Fui testigo de muchas de sus jornadas: hablaba con los indigenas catequistas, a los que iba formando con gran esfuerzo; alentaba a las comunidades religiosas en su trabajo; promovía vocaciones sacerdotales, religiosas y laicales; cuidaba especialmente a los sacerdotes de su diócesis; atendía a todas las necesidades de sus gentes…

Supe a mi vuelta a Europa que había caído enfermo y que había acogido con alegría una dolencia mortal, larga y penosa, cuando se encontraba en la plenitud de la vida, con todos los proyectos pastorales de su diócesis a punto de florecer.

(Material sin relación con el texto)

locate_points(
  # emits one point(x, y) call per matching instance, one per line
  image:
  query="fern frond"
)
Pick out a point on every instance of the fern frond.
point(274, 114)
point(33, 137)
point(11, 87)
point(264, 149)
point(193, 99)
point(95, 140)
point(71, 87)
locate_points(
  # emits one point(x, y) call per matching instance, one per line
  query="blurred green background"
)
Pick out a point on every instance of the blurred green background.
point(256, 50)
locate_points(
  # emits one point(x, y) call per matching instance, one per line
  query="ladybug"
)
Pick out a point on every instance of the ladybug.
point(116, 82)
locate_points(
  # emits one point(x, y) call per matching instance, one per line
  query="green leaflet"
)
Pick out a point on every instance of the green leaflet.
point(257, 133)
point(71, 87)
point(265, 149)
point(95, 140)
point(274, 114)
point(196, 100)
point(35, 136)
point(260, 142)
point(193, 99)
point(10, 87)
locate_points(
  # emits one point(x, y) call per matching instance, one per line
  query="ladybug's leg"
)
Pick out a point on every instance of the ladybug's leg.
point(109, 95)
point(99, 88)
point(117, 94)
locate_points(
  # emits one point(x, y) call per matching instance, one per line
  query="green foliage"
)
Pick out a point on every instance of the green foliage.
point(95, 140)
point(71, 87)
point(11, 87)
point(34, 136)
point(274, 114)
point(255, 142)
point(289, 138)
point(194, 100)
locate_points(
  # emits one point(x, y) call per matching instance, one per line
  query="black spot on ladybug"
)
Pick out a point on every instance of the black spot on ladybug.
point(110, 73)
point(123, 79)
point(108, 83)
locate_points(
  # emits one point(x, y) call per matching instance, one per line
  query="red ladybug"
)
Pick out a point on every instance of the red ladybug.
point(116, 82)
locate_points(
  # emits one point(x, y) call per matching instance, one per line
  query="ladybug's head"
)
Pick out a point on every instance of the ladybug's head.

Murió en la mañana del 20 de julio de 1997. Sus restos mortales tardaron tres días en llegar desde la ciudad de Guatemala a Sololá, porque bajaron miles de indígenas desde las montañas para decirle su último adiós y hubo que hacer dos paradas en Chimaltenango y otros lugares intermedios.

Ahora su cuerpo reposa a los pies de la Virgen de los Dolores en la Catedral de Sololá, rodeado por la oración de sus feligreses que le consideraron siempre un hombre de Dios.

Todo lo anterior es una síntesis apretada de su figura. Para terminar no encuentro unas palabras más acertadas que las que dedicaba la Santa de Ávila al obispo de Osma: “Parece que me voy embebiendo en decir bien de este santo, y he dicho poco”.